The meeting was off the record, but it is fair to say the mood was tense. Scott Shane, one reporter who participated in the meeting, described “an undertone of suppressed outrage and frustration.”

Suffice it to say that a journalist working for an organization without the institutional clout and attorney power of the New York Times (let alone a freelancer or blogger) would have a much more difficult time sitting before all those government officials without being intimidated. Whatever you think of this story in particular, it's a good thing generally to have a press that can hold its own when the government comes calling.

Finally, a passage that gets things just right:

Although it is our aim to be impartial in our presentation of the news, our attitude toward these issues is far from indifferent. The journalists at The Times have a large and personal stake in the country’s security. We live and work in a city that has been tragically marked as a favorite terrorist target, and in the wake of 9/11 our journalists plunged into the ruins to tell the story of what happened here. Moreover, The Times has nine staff correspondents assigned to the two wars still being waged in the wake of that attack, plus a rotating cast of photographers, visiting writers and scores of local stringers and support staff. They work in this high-risk environment because, while there are many places you can go for opinions about the war, there are few places and fewer by the day where you can go to find honest, on-the-scene reporting about what is happening.
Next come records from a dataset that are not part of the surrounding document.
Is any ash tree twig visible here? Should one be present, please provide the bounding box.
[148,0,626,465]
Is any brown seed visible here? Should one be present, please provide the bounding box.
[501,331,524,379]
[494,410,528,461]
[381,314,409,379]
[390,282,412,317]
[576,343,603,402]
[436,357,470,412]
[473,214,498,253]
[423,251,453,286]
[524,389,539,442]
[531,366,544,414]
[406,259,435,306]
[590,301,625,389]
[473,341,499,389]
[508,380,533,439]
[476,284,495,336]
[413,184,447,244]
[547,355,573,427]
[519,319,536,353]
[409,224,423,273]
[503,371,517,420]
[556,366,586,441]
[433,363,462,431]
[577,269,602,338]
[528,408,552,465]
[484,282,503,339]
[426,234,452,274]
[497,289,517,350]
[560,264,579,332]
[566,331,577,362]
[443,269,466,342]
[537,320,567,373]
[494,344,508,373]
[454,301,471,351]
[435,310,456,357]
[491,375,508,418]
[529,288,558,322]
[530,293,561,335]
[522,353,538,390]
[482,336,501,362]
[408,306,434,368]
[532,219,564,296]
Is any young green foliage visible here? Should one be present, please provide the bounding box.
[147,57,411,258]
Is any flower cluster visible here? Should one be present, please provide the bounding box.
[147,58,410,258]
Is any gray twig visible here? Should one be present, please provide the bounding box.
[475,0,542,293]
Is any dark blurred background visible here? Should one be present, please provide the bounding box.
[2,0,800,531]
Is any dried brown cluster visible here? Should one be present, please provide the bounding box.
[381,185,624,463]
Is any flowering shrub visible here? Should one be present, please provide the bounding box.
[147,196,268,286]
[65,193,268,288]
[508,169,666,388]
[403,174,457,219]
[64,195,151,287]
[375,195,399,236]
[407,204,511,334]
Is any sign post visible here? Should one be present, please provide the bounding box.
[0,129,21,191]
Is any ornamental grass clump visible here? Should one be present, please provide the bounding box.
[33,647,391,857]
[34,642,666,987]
We take extraordinary precautions to keep them safe, but we have had two of our Iraqi journalists murdered for doing their jobs. We have had four journalists held hostage by the Taliban two of them for seven months. We had one Afghan journalist killed in a rescue attempt. Last October, while I was in Kabul, we got word that a photographer embedded for us with troops near Kandahar stepped on an improvised mine and lost both his legs.

We are invested in the struggle against murderous extremism in another sense. The virulent hatred espoused by terrorists, judging by their literature, is directed not just against our people and our buildings but also at our values and at our faith in the self-government of an informed electorate. If the freedom of the press makes some Americans uneasy, it is anathema to the ideologists of terror.

So we have no doubts about where our sympathies lie in this clash of values. And yet we cannot let those sympathies transform us into propagandists, even for a system we respect.

This description – and it seems fair and accurate to me – puts the Times in a much different light than is cast by some of its critics, who'd have us believe that the newspaper, which in many ways is establishmentarian (to a fault on occassion), is actually a trangressive, post-national entity with a knee-jerk tenency to blame America first.

I submit that in the matter of Wikileaks, the American people were a lot better off for the involvement of The New York Times than we would've been had the documents been dumped on the Internet without the newspaper's involvement – and that, even if you disagree with some of the decisons they made, which is reasonable enough, their approach to this matter was cogent and defensible.